Some of the struggle, insiders say, is due to Google owning multiple products that aren't always clearly distinct. Developers can build using Vertex in Google Cloud or AI Studio. Meanwhile Google has a consumer-facing app simply called Gemini. The same models aren't necessarily always available across all three places at the same time, which can get confusing for users and developers.

There's also the problem of being a quarter-century-old tech behemoth with more nimble startups nipping at its heels. "OpenAI can put all their messaging arrows behind one thing, while Google has messaging arrows behind 10,000 things," former Google product manager Rajat Paharia told BI.

Logan Kilpatrick speaks at Google IO
Logan Kilpatrick speaking at Google I/O.

Google/Ryan Trostle

Kilpatrick recognizes that Google has work to do. "I think Google on a net basis is doing so much in the world right now, and AI is around everything that we're doing, and I think a lot of narrative doesn't capture innovation is happening," he said.

A big part of Kilpatrick's job is trying to cement that narrative among the global developer base. At OpenAI, Sam Altman's Jobsian showmanship has made him a highly effective salesman both for his company's products and his vision for the future of this technology. Or, as Paharia described Altman to BI, a "showman with rizz."

Google may have found its equivalent in Kilpatrick. He told BI that he often posts on X because it has become something of a town square for AI developers and enthusiasts, all champing at the bit for the latest crumb of news. It's a community filled with hype, AI "vagueposting", and steeped deeply in lore (what did Ilya see?).

On a day that OpenAI's latest release sucking is grabbing everyone's attention, Kilpatrick may log on and post a single word β€” "Gemini" β€” just to rev the hype engine a little.

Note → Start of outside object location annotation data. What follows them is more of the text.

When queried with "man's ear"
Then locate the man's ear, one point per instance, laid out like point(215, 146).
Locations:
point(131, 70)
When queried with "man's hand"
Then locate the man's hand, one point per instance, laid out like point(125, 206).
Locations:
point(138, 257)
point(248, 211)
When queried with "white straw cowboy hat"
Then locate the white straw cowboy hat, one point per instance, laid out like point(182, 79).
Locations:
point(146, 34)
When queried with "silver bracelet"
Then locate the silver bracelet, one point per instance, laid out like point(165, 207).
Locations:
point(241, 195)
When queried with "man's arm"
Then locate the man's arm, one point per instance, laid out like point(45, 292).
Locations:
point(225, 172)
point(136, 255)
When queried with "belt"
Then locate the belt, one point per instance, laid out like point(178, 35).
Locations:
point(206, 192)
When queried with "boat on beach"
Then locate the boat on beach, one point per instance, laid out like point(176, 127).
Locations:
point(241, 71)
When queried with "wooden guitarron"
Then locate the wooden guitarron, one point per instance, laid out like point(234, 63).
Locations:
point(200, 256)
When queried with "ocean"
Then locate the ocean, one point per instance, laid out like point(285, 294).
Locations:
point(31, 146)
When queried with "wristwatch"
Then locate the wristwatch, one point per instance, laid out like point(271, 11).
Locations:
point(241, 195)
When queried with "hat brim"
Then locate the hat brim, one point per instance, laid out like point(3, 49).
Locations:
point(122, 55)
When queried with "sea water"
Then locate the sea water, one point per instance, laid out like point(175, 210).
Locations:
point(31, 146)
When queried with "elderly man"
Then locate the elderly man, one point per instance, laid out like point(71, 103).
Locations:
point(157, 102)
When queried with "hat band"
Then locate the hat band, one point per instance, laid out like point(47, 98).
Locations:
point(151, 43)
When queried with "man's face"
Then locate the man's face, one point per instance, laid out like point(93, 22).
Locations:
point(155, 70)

Kilpatrick often has "a thousand" emails from developers that need responding to, he told BI. "I spend probably as much time as I physically can responding to stuff these days," he said. And that's between the numerous product meetings (he had 22 meetings scheduled on the day we spoke in early July, 23 the day before). He once posted on X: "I am online 7 days a week, ~8+ hours a day. If you need something as you build with Gemini, please ping me!"

Developers say they like that Kilpatrick takes the time to engage and listen to their feedback. "The few times I've emailed him to get help with something, they near-instantly responded and helped resolve the issue," said Near, the startup founder. "This is the opposite of my experience through normal support channels."

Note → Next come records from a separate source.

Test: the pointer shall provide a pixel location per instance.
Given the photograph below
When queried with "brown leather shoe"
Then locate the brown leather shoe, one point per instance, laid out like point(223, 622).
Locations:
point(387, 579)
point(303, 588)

Andrew Curran, an AI commentator who frequently posts to X, wrote last month that Kilpatrick had been "an incredible hire" for Google. "To a lot of people he is now the face of Gemini, I bet most people don't even remember his OAI days," he wrote.

Kilpatrick told BI that because he is a developer himself, he finds it easy to understand the core target user. He said this has helped in building out Google's AI Studio, and that engaging with developers comes naturally. "It's just the obvious thing to do if you want to build a product for developers, is like, go talk to your users," he said.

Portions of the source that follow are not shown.